Have you heard? Docker Hub now limits usage by free anonymous and credentialed accounts. After the number of pulls from an IP address exceeds a fixed threshold within a six hour period (100 for anonymous, 200 for credentialed), Docker Hub throttles bandwidth. You’ll still get your Docker images, but at a much slower speed.
You can read our earlier blog post to learn more about the Docker Hub policy changes.
For organizations that rely on Docker Hub for their Docker registries, this new policy can mean a big hit to productivity. Since the threshold is per IP, rather than by user, those limits can hit an enterprise fast and frequently.
Do you know how these changes are affecting you? With the latest changes to JFrog log analytics, now JFrog Artifactory users can find out, and consider how to mitigate them.
Cache Docker Hub Pulls With Artifactory
Users of Artifactory already have the means to attenuate their pull frequency, by establishing a remote repository for Docker Hub. This proxy repository will cache every Docker image pulled from Docker Hub, so that future pull requests for that image will be drawn from your artifacts repository manager.
In this way, only the first pull from Docker Hub into your cache will count against your Docker Hub pull limit. The Docker images you use most often will always transfer to your builds at full speed. And once cached, those images will always be available, even if Docker Hub isn’t.
You can also maintain your own secure private Docker registry in Artifactory, to further lessen your dependency on Docker Hub.
Docker Repository Analytics
For self-hosted installations of the JFrog DevOps Platform powered by Artifactory, we’ve made available a tool integration that provides unified JFrog log data through Fluentd data collection. We’ve also provided apps and integrations to consume this data and render dashboards for popular analytics programs that include Splunk, Elastic Stack, Prometheus/Grafana and DataDog.
Through the analytics tool that fits you best, you can view valuable operating statistics like data transfer volumes, what repositories are getting used by whom, and who’s being denied access.
We’ve updated these integrations to provide a new tab of Docker statistics that will help you to monitor your usage of Docker Hub. Let’s take a look at them, and how they appear in the JFrog Logs app for Splunk.
Pull Request Trend
A single count indicates the number of pull requests that were made to Docker Hub in the last 6 hours, and whether the trend is accelerating or declining. This count excludes those that were fulfilled by the remote repository cache (i.e., cache misses), so that it measures only the pull requests that count against the Docker Hub policy limit.
Docker Repositories Cache Hit Ratio
The frequency that Docker image pull requests are fulfilled by the cache is expressed as a ratio, where a value of 1 means the cache is fulfilling all requests. For example, the ratio shown below of 0.703 is a 70.3% cache hit rate. So, while cache misses totalled 269 (29.7%), 628 pull requests were served by Artifactory at full transmission speed.
Docker Hub Pull Requests
This graph shows the count of pull requests to Docker Hub within a rolling 6 hour window. Each bar shows the total number of pull requests made within the prior six hours from that hour mark.
This statistic will help you to see whether your organization is nearing or exceeding the Docker Hub policy limits, and at what peak times.
Top 10 Users and IPs
These statistics reveal who the dominant users of your Docker repositories are, by user and by IP address. If you find the pull requests being exceeded, this information can help you identify the chief parties responsible.

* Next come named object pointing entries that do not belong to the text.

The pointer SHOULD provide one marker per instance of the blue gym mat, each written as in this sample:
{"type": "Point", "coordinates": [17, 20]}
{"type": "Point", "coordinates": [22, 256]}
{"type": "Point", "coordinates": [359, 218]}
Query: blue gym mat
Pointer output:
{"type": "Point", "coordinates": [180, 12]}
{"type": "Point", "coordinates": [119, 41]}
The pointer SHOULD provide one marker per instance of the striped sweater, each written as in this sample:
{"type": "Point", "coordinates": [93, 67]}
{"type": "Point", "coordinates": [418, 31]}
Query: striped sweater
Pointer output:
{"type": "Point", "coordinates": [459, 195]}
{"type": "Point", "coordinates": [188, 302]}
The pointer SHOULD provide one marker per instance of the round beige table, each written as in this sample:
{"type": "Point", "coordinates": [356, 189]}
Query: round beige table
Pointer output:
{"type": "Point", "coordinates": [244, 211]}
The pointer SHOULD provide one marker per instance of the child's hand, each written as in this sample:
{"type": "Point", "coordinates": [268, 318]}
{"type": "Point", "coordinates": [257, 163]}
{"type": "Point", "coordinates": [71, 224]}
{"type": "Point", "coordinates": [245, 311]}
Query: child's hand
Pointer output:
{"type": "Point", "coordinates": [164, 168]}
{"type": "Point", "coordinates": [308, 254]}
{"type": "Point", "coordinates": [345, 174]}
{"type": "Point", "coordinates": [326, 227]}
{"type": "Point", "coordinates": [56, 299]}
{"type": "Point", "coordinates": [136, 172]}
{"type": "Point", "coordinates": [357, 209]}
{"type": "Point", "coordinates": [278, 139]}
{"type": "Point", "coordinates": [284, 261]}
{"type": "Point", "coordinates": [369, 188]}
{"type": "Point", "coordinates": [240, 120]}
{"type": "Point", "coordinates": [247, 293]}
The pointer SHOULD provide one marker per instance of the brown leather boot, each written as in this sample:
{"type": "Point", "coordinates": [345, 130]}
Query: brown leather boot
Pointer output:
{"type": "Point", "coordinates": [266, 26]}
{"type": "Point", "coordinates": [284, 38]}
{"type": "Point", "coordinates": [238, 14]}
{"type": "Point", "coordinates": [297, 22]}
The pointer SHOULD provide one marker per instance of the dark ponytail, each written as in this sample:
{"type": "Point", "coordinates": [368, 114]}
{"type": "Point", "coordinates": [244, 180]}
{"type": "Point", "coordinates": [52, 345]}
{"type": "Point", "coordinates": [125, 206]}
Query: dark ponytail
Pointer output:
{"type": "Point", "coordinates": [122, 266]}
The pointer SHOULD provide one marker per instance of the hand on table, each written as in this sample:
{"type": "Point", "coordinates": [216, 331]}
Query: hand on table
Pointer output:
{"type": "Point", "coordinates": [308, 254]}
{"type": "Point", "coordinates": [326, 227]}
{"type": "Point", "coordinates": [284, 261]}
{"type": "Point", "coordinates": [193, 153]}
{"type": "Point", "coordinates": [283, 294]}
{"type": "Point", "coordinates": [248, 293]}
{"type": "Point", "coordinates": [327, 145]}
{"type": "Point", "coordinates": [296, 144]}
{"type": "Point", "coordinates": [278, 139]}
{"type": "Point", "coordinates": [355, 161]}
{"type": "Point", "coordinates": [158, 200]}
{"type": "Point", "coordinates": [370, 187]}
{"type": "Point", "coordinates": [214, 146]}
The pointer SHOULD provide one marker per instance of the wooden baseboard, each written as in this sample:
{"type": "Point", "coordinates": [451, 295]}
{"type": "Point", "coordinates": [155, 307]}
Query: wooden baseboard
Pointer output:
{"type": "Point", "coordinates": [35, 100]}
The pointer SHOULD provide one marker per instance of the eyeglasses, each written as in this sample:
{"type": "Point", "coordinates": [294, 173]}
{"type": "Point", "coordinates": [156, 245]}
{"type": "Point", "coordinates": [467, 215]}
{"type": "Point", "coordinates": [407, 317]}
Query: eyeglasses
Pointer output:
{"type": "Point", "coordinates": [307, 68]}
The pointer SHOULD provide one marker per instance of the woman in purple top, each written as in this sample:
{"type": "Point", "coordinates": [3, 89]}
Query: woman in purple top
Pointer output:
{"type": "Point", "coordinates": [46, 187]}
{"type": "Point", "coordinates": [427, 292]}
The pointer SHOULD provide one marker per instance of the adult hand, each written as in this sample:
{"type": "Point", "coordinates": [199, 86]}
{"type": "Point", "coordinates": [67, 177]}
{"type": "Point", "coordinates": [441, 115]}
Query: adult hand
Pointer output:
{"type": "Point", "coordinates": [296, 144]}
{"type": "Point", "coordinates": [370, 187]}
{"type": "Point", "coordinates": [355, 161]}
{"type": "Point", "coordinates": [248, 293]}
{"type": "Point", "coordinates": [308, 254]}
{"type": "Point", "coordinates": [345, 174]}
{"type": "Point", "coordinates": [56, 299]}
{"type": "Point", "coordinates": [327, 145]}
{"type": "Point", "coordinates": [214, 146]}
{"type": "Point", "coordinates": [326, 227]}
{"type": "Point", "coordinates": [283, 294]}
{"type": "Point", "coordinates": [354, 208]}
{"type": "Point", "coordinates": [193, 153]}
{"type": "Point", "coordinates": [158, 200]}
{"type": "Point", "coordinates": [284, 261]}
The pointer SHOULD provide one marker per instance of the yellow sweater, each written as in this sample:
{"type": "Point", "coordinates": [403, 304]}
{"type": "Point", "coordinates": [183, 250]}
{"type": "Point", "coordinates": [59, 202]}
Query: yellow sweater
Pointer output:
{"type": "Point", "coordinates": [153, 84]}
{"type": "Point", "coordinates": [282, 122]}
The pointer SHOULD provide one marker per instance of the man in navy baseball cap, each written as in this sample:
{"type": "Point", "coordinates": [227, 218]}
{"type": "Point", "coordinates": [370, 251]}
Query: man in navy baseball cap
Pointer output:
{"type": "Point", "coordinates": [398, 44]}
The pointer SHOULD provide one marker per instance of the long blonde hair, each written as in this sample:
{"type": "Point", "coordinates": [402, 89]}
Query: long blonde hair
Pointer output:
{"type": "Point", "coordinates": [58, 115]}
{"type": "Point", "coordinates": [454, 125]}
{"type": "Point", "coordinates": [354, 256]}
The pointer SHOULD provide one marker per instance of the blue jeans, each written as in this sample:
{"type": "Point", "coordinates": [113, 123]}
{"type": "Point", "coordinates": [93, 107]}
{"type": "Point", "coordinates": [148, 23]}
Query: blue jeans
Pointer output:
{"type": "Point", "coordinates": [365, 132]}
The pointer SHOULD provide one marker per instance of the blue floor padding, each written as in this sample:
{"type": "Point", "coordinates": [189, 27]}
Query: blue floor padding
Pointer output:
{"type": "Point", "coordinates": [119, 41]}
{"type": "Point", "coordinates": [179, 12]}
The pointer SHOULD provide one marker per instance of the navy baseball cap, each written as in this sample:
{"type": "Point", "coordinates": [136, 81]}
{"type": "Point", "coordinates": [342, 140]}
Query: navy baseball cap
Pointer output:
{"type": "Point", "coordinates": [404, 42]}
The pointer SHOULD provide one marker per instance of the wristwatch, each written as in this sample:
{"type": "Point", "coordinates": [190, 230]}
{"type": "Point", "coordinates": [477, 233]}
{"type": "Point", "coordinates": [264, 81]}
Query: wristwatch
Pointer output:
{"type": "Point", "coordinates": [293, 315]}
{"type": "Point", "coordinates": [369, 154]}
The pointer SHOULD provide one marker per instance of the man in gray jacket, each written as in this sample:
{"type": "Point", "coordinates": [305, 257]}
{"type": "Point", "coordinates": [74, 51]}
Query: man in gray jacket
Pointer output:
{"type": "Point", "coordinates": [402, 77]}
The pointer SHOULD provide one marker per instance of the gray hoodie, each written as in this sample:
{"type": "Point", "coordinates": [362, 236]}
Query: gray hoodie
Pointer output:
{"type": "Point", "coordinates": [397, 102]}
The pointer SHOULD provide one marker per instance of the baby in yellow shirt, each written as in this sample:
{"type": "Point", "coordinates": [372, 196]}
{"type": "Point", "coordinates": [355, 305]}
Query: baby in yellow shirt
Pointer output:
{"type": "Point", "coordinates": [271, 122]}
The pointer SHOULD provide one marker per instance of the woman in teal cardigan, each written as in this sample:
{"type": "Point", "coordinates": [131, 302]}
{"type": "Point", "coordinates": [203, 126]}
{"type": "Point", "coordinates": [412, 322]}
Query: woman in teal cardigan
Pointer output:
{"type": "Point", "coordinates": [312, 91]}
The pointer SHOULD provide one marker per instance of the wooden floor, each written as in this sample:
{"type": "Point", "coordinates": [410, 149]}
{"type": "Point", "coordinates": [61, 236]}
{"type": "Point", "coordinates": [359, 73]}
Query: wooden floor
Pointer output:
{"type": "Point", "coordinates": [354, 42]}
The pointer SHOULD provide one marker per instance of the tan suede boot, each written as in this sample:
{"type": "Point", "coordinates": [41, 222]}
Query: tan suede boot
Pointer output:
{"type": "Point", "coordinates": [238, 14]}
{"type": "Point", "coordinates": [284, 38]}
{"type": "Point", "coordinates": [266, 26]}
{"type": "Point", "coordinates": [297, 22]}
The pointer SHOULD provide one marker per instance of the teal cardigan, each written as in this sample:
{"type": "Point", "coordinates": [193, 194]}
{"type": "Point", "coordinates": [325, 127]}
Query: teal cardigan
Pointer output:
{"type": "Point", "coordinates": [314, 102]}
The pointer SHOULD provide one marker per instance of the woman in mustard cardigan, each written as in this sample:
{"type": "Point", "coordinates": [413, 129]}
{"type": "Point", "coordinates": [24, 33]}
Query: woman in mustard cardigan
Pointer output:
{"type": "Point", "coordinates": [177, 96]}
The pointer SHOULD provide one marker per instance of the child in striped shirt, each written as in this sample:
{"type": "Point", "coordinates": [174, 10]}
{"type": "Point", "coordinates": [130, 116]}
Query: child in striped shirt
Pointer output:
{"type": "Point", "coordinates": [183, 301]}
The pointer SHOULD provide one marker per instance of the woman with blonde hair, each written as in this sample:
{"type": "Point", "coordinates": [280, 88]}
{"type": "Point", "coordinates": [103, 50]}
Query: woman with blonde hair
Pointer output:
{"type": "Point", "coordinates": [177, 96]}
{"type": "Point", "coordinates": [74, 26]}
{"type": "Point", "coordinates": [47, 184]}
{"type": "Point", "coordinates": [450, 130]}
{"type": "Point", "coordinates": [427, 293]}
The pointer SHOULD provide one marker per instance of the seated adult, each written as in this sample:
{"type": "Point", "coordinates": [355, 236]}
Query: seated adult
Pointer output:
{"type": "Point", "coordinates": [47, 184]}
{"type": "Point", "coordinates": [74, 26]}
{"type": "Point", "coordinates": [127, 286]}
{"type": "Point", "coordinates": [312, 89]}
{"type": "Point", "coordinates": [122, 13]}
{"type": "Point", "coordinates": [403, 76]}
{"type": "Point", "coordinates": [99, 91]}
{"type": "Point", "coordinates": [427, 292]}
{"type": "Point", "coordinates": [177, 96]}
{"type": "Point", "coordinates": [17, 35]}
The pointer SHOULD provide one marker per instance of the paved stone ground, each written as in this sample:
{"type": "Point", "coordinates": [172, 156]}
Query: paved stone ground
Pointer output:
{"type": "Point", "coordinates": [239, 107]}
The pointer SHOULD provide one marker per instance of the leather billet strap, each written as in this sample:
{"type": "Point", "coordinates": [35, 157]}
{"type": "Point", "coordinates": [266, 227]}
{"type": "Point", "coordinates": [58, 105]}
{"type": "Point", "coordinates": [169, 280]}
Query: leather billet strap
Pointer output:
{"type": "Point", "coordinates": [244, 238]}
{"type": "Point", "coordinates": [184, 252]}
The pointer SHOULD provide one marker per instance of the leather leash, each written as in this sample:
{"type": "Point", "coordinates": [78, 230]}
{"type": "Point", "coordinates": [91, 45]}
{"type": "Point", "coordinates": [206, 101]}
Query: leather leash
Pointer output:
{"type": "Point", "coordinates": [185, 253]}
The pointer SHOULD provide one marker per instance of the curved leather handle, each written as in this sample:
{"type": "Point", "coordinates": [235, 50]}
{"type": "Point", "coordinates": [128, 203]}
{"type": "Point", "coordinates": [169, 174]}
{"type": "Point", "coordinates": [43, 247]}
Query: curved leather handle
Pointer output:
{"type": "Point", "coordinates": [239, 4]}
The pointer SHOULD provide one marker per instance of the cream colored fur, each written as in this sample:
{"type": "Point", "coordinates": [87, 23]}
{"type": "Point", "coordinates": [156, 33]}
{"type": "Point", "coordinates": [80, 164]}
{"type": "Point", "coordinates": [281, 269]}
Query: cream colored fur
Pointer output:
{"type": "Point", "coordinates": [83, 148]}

You can find the data collection and analytics tools in the Github repository for the JFrog log analytics integration.
It starts with an integration with the open-source data collector Fluentd that can be installed with each product instance of the JFrog Platform deployment. Fluentd performs the log input, field extraction, and record transformation for each product in the JFrog Platform, normalizing the output of this data to JSON for transfer to analytics and BI dashboards. You can learn about the details for each of the several analytics tools we support in one of our prior blog posts.
With this solution, you can manage the number and rate of pulls from Docker Hub, and mitigate against the new policy limits. We think you’ll be pleased to find how Artifactory helps you take control and steer your containers through these shoals.